PVR On A Budget

Live TV

The Live TV mode allows you to watch TV, a little smarter than usual. The semi-transparent GUI slides in and out similar to Windows Media Player 9. When you zap through channels, the current program information shows up at the bottom of the screen. You can configure the number of seconds it takes until the channel actually changes. This allows you to browse through at your own pace, without using Picture-In-Picture. A very handy feature that makes the TV Guide Channel seem like a joke.

The killer feature in Live TV mode is the pause button. Basically, you tell SnapStream to cache the current TV channel in a temporary file. This allows you to pause and resume viewing. You can also do instant replay this way. Once you change the channel, the cache is reset. Since SnapStream relies on the TV tuner card, it can only record the channel that you're watching. Likewise, if have a scheduled recording, Live TV will show the channel that you are recording. This is a limitation with most PVRs (one exception is MythTV, which supports multiple tuners). I noticed several hiccups while watching delayed TV. Looking at the CPU usage, it was clear that the Athlon XP 1500+ could not handle both encoding and decoding MPEG-2 352x480 (quality "Good") at the same time. In comparison, the P4 2.4 GHz handled both encoding and decoding MPEG-2 480x480 (quality "Better") with <80% CPU.

Using the beta software, I tested the performance of the PVR-250 hardware MPEG-2 encoder card. The card offloaded the CPU during encoding, but not during decoding.

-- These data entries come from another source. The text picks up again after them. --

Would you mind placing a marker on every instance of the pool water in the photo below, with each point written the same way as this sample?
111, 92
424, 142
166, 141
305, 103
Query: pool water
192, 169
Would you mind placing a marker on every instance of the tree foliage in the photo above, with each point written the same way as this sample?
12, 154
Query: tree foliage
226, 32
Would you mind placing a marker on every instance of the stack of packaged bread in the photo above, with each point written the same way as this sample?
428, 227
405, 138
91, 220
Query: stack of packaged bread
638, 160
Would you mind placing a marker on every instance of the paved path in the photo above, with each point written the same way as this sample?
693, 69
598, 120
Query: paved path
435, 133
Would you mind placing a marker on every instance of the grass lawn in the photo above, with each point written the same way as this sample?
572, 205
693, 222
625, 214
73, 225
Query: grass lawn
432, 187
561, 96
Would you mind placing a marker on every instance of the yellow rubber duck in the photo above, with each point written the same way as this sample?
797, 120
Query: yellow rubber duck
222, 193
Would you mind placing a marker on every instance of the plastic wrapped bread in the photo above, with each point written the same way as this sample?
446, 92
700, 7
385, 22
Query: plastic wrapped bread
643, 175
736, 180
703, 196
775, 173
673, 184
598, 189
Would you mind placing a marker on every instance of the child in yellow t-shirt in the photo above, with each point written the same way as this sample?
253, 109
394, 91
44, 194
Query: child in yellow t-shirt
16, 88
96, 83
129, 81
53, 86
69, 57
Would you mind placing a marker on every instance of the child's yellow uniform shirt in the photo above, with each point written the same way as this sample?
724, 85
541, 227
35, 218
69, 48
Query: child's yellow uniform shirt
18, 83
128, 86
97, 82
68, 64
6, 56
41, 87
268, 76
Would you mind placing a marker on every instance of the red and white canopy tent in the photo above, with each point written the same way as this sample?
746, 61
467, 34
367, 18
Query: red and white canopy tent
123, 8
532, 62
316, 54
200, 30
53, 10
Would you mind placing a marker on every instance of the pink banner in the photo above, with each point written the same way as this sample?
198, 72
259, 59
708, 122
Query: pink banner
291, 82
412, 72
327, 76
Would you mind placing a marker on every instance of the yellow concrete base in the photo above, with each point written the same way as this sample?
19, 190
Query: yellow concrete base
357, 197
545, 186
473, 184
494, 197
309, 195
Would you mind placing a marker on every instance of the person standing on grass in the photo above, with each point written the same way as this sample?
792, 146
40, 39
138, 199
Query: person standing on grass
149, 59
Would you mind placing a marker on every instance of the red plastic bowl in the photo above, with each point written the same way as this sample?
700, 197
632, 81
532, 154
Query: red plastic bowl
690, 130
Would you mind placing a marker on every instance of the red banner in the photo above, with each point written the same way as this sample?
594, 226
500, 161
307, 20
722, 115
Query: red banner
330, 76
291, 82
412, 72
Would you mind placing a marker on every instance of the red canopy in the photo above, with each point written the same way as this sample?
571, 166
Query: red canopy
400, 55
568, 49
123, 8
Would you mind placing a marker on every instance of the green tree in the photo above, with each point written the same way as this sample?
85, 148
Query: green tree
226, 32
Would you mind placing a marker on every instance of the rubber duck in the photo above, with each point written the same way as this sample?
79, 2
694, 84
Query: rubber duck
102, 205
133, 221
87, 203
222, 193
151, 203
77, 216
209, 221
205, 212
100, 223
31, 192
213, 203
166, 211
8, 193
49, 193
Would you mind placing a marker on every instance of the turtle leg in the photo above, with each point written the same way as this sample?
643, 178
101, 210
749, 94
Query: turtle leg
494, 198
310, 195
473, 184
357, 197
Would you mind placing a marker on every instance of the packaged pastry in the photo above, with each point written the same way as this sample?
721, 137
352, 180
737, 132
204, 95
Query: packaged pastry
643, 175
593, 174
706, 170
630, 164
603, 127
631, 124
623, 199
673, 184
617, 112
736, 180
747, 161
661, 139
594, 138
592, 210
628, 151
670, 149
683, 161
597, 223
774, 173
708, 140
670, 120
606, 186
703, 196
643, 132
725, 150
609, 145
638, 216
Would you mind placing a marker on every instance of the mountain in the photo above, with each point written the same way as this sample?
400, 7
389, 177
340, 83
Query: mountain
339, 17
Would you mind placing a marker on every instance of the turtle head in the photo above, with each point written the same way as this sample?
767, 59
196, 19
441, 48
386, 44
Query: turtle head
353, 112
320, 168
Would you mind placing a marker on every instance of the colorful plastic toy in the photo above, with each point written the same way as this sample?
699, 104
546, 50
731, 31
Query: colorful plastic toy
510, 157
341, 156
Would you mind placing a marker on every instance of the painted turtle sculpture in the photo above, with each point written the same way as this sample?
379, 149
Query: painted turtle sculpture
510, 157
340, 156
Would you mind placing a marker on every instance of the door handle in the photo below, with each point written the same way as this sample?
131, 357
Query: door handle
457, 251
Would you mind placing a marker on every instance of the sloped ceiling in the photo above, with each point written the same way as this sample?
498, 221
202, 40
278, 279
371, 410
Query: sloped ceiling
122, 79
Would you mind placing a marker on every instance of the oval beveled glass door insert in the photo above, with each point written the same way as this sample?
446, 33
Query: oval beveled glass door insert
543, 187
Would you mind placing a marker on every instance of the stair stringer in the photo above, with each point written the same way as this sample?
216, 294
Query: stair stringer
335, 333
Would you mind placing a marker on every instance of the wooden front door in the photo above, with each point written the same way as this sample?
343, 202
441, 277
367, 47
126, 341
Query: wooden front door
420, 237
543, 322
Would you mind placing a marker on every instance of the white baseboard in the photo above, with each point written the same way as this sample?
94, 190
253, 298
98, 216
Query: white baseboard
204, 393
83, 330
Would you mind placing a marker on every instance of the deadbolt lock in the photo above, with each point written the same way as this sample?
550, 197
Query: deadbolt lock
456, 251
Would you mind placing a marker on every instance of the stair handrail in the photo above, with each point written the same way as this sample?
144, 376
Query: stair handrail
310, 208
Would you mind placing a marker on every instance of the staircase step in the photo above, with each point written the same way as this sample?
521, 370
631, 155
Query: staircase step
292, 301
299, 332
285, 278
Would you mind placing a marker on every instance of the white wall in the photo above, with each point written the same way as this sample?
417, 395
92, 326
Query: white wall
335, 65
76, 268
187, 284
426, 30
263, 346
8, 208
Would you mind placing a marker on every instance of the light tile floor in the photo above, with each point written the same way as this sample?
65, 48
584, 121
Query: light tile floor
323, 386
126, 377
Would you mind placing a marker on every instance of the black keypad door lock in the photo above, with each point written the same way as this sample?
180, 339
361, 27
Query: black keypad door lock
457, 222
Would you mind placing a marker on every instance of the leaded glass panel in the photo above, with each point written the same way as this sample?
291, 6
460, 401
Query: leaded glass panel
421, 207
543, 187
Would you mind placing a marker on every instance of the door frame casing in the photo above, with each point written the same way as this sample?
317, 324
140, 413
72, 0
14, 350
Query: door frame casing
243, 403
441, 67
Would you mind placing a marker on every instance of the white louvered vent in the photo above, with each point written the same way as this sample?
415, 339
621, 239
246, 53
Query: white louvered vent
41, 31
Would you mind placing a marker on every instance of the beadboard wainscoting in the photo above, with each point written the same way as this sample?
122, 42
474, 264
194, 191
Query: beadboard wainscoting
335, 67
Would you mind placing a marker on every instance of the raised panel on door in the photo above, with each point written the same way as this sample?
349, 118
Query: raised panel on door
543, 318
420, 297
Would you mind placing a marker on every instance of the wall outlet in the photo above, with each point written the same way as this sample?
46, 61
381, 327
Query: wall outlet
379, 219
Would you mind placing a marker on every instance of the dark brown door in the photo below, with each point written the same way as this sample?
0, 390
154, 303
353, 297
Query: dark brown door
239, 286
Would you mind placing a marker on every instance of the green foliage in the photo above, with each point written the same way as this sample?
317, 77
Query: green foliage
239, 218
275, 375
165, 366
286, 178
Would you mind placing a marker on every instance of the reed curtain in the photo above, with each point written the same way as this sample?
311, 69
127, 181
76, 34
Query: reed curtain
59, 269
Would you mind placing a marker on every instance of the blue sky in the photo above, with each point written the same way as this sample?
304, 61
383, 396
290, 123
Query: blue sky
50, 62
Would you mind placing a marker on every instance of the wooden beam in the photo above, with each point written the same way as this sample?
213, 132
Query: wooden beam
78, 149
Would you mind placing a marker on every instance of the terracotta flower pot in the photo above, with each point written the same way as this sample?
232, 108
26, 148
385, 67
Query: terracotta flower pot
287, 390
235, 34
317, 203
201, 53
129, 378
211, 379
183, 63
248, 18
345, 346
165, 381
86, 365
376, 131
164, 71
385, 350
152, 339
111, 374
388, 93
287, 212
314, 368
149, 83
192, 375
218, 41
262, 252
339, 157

On the P4 2.4 GHz, encoding MPEG-2 720x480 (quality "NTSC DVD-Ready Hi-Res") used 5-15% CPU, while both encoding and decoding used a whopping 40-50% CPU! Thus, even with a hardware encoder card, SnapStream PVS requires a fast CPU.

One feature I would definitely like to see in SnapStream, is CommercialAdvance (a la ReplayTV). It shouldn't take up much extra CPU cycles, and it would set SnapStream apart from other software-based solutions. However, I can see how this would lead to a lot of troubles for the company. But more power to them if they add this feature.